NusamandiriNews, Jakarta – Universitas Nusa Mandiri (UNM) sebagai Kampus Digital Bisnis terus memperkuat komitmennya dalam mencetak mahasiswa berprestasi melalui penguatan strategi menghadapi perubahan besar pada Program Kreativitas Mahasiswa (PKM) 2026.
Sejumlah pembaruan aturan dalam PKM 2026 menjadi perhatian serius bagi perguruan tinggi di seluruh Indonesia, termasuk UNM, karena perubahan tersebut dinilai akan membuat persaingan menuju pendanaan hingga Pekan Ilmiah Mahasiswa Nasional (Pimnas) semakin ketat.

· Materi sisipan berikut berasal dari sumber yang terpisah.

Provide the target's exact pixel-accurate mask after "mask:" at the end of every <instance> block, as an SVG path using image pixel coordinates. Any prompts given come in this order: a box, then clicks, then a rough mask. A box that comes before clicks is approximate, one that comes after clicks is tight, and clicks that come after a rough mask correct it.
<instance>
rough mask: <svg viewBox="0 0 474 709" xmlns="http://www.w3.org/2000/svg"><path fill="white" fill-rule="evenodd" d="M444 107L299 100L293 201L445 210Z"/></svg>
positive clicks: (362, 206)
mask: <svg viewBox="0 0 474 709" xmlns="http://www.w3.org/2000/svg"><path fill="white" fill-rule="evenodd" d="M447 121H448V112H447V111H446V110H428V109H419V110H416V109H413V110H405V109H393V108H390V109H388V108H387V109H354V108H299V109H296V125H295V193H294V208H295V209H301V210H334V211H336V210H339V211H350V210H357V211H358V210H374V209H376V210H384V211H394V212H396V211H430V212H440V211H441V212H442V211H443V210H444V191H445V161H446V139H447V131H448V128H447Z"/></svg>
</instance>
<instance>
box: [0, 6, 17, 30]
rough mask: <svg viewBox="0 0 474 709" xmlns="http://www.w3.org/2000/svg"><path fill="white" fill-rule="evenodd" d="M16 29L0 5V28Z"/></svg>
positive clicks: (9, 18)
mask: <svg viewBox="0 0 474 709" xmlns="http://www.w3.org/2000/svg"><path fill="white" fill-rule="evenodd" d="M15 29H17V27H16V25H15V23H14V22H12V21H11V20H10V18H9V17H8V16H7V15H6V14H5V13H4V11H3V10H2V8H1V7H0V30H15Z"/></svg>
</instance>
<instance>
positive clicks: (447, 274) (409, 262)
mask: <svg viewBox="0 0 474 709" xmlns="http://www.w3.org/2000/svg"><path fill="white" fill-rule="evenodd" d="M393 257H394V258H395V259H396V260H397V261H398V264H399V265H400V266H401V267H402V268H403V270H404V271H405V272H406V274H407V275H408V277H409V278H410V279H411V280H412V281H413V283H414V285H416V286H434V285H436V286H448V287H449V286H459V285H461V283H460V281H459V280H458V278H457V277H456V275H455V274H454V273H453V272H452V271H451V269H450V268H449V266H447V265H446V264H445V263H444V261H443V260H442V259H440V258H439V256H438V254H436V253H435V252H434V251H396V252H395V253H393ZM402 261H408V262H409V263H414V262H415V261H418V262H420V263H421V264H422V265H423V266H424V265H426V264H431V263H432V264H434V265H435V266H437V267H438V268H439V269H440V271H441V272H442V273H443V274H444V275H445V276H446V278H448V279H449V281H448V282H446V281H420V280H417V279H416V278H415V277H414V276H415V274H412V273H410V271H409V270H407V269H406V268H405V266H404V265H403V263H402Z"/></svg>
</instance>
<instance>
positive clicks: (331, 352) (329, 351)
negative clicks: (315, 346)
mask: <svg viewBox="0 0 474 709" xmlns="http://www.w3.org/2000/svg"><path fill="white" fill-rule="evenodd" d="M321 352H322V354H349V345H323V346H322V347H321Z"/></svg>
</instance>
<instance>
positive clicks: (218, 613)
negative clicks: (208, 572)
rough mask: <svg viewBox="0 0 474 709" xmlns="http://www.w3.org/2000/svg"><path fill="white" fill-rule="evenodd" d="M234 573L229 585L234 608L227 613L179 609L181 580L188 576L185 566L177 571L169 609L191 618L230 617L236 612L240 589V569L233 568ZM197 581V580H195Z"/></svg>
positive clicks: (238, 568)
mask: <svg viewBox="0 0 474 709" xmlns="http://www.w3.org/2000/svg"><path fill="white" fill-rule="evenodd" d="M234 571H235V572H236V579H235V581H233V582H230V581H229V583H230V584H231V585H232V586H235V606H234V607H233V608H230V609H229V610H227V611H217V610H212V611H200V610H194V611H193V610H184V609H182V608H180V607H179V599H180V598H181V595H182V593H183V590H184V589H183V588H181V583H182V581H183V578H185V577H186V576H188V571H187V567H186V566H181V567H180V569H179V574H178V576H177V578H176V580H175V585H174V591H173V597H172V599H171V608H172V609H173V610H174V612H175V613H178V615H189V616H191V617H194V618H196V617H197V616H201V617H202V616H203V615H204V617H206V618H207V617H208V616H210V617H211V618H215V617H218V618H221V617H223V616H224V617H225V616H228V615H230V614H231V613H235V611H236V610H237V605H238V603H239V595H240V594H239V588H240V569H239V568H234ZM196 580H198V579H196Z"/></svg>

Baca juga:Prodi Bisnis Digital UNM Submit 10 Proposal Nasional, Bidik Pendanaan P2MW dan PKM 2026
PKM 2026 Berubah Drastis
Menanggapi hal itu, UNM melalui kolaborasi antara Nusa Mandiri Innovation Center (NIC) dan Bagian Kemahasiswaan melakukan pembinaan intensif kepada mahasiswa guna menyesuaikan strategi penyusunan proposal dengan regulasi terbaru.
Pembinaan difokuskan pada penguatan kualitas ide, kemampuan analisis masalah, hingga penyusunan proposal yang sistematis, implementatif, dan kompetitif.
Adapun sejumlah perubahan utama pada PKM 2026 meliputi:
1. Peningkatan Pendanaan
Rentang pendanaan naik menjadi Rp6–8 juta, dari sebelumnya minimal Rp5 juta.
2. Kuota Lebih Ketat
Jumlah usulan per klaster perguruan tinggi dikurangi, membuat seleksi internal semakin kompetitif.
3. Aturan Baru AI dan Similarity
Penggunaan AI mulai diatur dengan ketentuan maksimal similarity 25 persen dan wajib melampirkan hasil uji.
4. Fokus Penilaian Lebih Tajam
Proposal harus berbasis masalah nyata dengan solusi implementatif dan berdampak langsung.
5. Luaran Lebih Terukur
Luaran wajib berupa produk, sistem, atau model yang dapat dibuktikan hasilnya secara konkret.
Kepala Nusa Mandiri Innovation Center (NIC), Fitra Septia Nugraha, menegaskan bahwa perubahan tersebut menuntut mahasiswa untuk lebih siap secara strategi maupun kualitas gagasan.
“PKM 2026 tidak lagi cukup hanya mengandalkan ide kreatif. Mahasiswa harus mampu menghadirkan solusi nyata yang relevan dengan masalah riil, terukur, dan dapat diimplementasikan secara konkret,” ujarnya dalam rilis yang diterima, pada Jumat (10/4).
Ia menambahkan bahwa NIC hadir bukan sekadar sebagai fasilitator, tetapi sebagai mitra strategis mahasiswa dalam membangun proposal yang kompetitif.
Baca juga: Bidik PKM Nasional, Mahasiswa Prodi Sistem Informasi UNM Siapkan Inovasi Berbasis Industri
“Kami mengawal mahasiswa sejak tahap eksplorasi ide, validasi masalah, hingga proposal siap submit. Target kami bukan hanya lolos pendanaan, tetapi membawa lebih banyak tim UNM ke Pimnas 2026,” tambah Fitra.
Sebagai Kampus Digital Bisnis, Universitas Nusa Mandiri terus membangun ekosistem inovasi yang kuat melalui pembinaan berkelanjutan, sinergi dosen-mahasiswa, serta dukungan institusi dalam menghadapi kompetisi nasional.
Dengan strategi yang semakin terarah dan adaptif terhadap regulasi terbaru, UNM optimistis mampu meloloskan lebih banyak tim ke Pimnas 2026 serta terus melahirkan inovasi mahasiswa yang berdampak bagi masyarakat.